Greetings all and welcome.
Take a walk with me and think back over the years to before the internet (I know it’s hard to believe we were ever without it!). Magic was in its infancy and so was I. Magic was played around a kitchen table with decks that always had to have that one Zuran Orb and Black Vise you had. You met after school with the 1 or two friends you had that could play, you knew nothing of the pro tour and having to travel almost an hour to get your hands on the new Homelands cards – because you really wanted a Baron Sengir for your vampire deck.
Fast forward a few years and Wizards released a few M:TG PC games that meant you can build decks and pit them against the awful AI of the computer.
Forward further, you get to university, you discover beer (or cider), which conveniently does not go well with unprotected cards and you finally invest in some sleeves, do some sanctioned tournaments and even play in a pre-release. You browse the net occasionally for articles and find out you can’t play or even afford the good decks. Oh well, more beer it is!
But then a revelation appears in Magic Online. You try to resist downloading it and installing it, but you fail miserably. Soon you haven’t slept for a few days, have a distinct caffeine tremor and can’t remember when you last changed your undies. When you break out the sunshine hurts your eyes and you realise you have lost many hours of your life you will never, ever get back.
Now, don’t get me wrong, MTGO is changing magic. It predicts the metagame, though online shifts are very frequent so don’t always reflect the real world. It allows people to get together and practice without the need for a kitchen table. And without having to buy the furniture surely you must save money? You’d think.
The biggest draw (to me) and the biggest problem I have had with MTGO is the constant supply of drafts. 24 hours a day, 7 days a week (excluding downtime) drafts run whenever eight people are ready. These are single elimination with a choice between the 8-4 and 4-3-2-2 queues (number of boosters on offer as prizes) for most of the available formats. So you enter, open some junk rares, get knocked out round one, sulk a little and then you hear the inner voices:
Me: “Go on, just one more draft”
Good Me: “Well that is going to take some time and money…”
Me: “But… all you have to do is click here and here, a few numbers here and I’ll have the boosters ready.”
Good Me: “Well….
Me: “Or you can pimp off all those commons and uncommons and those unplayable rares you always end up with…”
Good Me: “But….”
Me: “Shut it! We’re signed up!”
When you have auto-complete for your credit card number on the MTGO shop site you know it’s going to be bad. After a few months and a spiralling credit card bill something drastic had to be done:
“Are you sure you want to uninstall Magic: The Gathering Online?”
I guess I can use the hours I regained to earn extra money to pay off my overspending.
But then there is a revelation. I had heard before about netdraft and it seemed a bit too complicated to actually get running. Then someone suggested www.O-Gaming.com.
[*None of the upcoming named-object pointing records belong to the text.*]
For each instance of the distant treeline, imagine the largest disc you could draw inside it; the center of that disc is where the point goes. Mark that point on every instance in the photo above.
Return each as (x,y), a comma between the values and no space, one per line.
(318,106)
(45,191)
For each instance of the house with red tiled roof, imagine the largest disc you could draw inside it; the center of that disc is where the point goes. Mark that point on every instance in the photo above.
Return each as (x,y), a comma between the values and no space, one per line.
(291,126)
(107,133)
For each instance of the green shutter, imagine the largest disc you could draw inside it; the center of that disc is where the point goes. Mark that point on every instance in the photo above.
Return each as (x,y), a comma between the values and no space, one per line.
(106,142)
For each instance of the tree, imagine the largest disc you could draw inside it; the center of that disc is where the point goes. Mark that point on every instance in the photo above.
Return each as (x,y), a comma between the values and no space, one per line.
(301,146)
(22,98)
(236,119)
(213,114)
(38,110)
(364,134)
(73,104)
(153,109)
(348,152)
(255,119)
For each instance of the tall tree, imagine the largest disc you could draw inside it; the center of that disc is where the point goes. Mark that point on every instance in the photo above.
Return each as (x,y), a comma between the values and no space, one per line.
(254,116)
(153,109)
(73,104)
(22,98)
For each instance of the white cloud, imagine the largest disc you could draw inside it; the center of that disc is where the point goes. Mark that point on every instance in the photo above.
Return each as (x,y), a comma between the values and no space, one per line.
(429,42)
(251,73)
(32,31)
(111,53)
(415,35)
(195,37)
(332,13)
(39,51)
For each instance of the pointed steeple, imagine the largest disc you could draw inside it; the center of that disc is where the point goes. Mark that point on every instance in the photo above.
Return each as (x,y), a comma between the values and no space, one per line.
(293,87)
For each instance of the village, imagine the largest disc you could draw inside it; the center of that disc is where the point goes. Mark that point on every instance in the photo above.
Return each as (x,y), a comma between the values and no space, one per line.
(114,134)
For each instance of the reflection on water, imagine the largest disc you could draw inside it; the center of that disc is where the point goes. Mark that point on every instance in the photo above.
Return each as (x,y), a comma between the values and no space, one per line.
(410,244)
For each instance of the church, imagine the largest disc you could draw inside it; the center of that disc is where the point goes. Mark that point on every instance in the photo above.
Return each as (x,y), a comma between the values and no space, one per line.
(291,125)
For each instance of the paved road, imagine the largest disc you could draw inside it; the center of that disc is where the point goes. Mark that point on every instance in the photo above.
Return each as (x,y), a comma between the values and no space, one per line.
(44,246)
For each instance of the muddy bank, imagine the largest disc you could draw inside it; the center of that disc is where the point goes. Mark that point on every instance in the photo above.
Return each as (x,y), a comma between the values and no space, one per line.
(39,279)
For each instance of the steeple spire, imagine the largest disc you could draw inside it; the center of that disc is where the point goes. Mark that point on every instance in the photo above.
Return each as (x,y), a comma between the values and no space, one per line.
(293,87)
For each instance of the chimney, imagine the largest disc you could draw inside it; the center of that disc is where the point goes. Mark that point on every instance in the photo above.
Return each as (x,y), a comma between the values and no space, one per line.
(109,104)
I already owned a copy of Magic Workstation (An invaluable purchase) and with a bit of help I got online and sorted.
For the uninitiated O-Gaming is a magic online league of sorts, with its own rankings and judges. Tournaments are run less frequently then MTGO but sealed, extended and standard are all there. More importantly draft is also run as a single elimination event with a java based website server providing a very clear if somewhat simplistic system. You do not get pictures or card information but that is something that you get used to. Similarly trying to build sealed or draft pools on a website with no space to move things about according to casting cost and colour is tricky too, but in fact I suspect it would make you a better player in the long run as you have to manage more in your head. The level of opponents is also variable but generally pretty good too.
Registration is a very quick and simple process, allowing you to get into the game quickly and effortlessly. People online are all very helpful and soon the feeling of being a noob settles and you can join, locate and play games with ease. The games themselves are played via Magic Workstation, which can also take a bit of getting used to, such as using the wrong shortcut keys and effectively cheating. Results are all entered on the o-gaming site as are the resulting pairings.
Mostly I have played in small tournaments though the occasional Grand Prix or large scale tournament also occurs. If you are bored you can always just sit in mIRC and talk to the random people there, though cleanliness of language is not always guaranteed.
But the best bit though – It is all free! Gratis! No money changes hands at all.
A few bugbears in the fact that people often drop meaning that tournaments can be shorter than anticipated and that the challenges themselves happen rather infrequently barely detract from the appear. All in all I have been convinced and have enjoyed many a wasted hour drafting and chatting. For those who claim they can just use MTGO to watch constructed games I say “BAH!” because I certainly don’t have that sort of willpower. My money is safe and I don’t have to worry about sunburn, making conversation or washing again.